Um dos maiores cineastas e intelectuais brasileiros nos deixou.
Arnaldo Jabor, com 82 anos incompletos, havia sofrido complicações de um acidente vascular cerebral que teve há alguns dias, faleceu após manifestar-se desilusão com os últimos tempos.
Cineasta notabilizado pelo filme A Opinião Pública, um instigante documentário de 1967, e cujo último trabalho no cinema foi dirigindo e roteirizando A Suprema Felicidade, de 2010, ele começou sua carreira no movimento estudantil, como articulista, editor de arte e poeta.

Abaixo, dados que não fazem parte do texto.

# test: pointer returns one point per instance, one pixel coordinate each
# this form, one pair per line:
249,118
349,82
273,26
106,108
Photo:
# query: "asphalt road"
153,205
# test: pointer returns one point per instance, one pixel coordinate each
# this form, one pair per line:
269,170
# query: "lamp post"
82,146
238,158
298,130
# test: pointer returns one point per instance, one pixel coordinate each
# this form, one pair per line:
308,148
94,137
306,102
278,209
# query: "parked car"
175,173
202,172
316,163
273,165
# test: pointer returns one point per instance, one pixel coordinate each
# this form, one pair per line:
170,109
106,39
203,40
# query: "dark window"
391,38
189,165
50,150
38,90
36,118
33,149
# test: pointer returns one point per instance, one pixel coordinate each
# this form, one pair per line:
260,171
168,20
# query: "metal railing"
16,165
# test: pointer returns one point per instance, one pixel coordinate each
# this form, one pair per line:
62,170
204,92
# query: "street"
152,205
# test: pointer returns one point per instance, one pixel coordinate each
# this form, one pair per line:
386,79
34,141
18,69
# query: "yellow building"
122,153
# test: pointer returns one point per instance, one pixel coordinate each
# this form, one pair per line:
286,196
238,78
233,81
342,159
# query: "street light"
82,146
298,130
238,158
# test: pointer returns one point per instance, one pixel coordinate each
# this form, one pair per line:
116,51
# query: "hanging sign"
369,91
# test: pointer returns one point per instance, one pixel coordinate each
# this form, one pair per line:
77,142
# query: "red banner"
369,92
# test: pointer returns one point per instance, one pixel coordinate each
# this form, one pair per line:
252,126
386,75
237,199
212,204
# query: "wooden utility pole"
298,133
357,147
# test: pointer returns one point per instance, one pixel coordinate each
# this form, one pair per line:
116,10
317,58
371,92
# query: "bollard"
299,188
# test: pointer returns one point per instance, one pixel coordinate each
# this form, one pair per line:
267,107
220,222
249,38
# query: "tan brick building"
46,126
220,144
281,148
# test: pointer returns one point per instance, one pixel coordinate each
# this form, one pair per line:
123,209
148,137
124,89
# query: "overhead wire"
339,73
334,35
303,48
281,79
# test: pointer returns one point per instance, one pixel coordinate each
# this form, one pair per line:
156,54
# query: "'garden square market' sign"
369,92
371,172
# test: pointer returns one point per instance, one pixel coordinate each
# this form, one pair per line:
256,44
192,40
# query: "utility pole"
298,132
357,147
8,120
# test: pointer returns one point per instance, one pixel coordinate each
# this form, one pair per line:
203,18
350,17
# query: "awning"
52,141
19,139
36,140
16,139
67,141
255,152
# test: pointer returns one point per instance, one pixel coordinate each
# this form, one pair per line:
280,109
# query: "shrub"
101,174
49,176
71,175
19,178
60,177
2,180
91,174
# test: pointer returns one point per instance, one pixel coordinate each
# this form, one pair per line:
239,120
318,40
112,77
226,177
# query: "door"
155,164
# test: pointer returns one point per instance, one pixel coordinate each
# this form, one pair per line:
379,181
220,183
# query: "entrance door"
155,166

Ele era membro da União Metropolitana de Estudantes do Estado da Guanabara e, também ligado à União Nacional dos Estudantes, foi um dos fundadores do Centro Popular de Cultura.

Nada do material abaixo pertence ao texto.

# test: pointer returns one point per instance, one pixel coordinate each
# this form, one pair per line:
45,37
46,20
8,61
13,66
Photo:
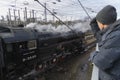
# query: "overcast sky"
65,9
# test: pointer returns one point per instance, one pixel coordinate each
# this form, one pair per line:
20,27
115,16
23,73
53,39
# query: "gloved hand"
92,55
94,26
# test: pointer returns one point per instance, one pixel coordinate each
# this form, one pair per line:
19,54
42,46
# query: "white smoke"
83,26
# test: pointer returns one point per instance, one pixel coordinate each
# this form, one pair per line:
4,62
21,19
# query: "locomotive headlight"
40,66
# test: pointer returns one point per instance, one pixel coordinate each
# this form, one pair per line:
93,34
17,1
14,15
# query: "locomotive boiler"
24,53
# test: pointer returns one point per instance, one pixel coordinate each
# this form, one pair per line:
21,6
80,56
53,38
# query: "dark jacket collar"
111,27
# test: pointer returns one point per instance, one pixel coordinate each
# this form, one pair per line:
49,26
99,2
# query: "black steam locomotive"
24,53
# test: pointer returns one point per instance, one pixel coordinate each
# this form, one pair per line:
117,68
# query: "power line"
84,9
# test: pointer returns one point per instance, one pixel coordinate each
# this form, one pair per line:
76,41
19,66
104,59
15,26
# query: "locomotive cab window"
32,44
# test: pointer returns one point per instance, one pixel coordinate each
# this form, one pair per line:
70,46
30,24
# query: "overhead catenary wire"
84,9
56,16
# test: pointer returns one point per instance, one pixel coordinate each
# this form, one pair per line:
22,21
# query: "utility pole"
53,15
25,14
45,12
30,15
9,14
19,20
33,15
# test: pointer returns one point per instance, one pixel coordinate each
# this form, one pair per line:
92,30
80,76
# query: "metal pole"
14,17
19,16
53,15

O CPC da UNE, que descrevi no meu livro 1961 - O Ano Que Havíamos Esquecido, é um subestimado projeto, dedicado a debater a cultura brasileira, mas que a narrativa pós-1985 passou a definir como "ideológico demais".
Paciência. Em 1985, chegou ao poder uma intelectualidade neoliberal comandada por Fernando Henrique Cardoso e fundadora do PSDB em sua fase agora considerada "clássica".
Dessa intelectualidade, também fez parte Francisco Weffort, que também chamou o Instituto Social de Etudos Brasileiros de "ideológico". Weffort foi um dos fundadores do PT, mas foi um dos primeiros "petistas de alma tucana" no partido.
E hoje vemos o quanto o neoliberalismo agora contamina o próprio Lula, agora convertido num "ursinho de pelúcia" do tucanato "histórico", cerca de uma década depois do culturalismo popularesco contaminar as esquerdas brasileiras.
Arnaldo Jabor era de outros tempos. Foi um dos membros do Cinema Novo e um grande amigo de Glauber Rocha, de quem era saudoso do convívio vibrante e das ideias ousadas do diretor de Terra em Transe.
Eram tempos em que se discutiam cultura. Um exemplo é que hoje se glamouriza o comercialismo do Carnaval carioca, mas li, no livro Música Popular: Um Tema em Debate, de José Ramos Tinhorão, que o espírito carnavalesco original morreu em 1965, ano dos 400 anos da cidade do Rio de Janeiro.
É porque a folia original do povo dos morros deu lugar a um comercialismo que corteja celebridades e é patrocinado pelo empresariado e pelo coronelismo carioca, os banqueiros do jogo-do-bicho.
Daí que Jabor foi um dos cronistas brilhantes nos anos 1990 e, em parte, os anos 2000, antes de se tornar um radical opositor do governo Lula.
E a crônica de Jabor voltou por acaso. Lembremos que, antes de ser cineasta, Jabor era articulista de periódicos estudantis. Isso porque o então presidente Fernando Collor extinguiu a Embrafilme e o cinema brasileiro ficou sem financiamentos para a produção de filmes.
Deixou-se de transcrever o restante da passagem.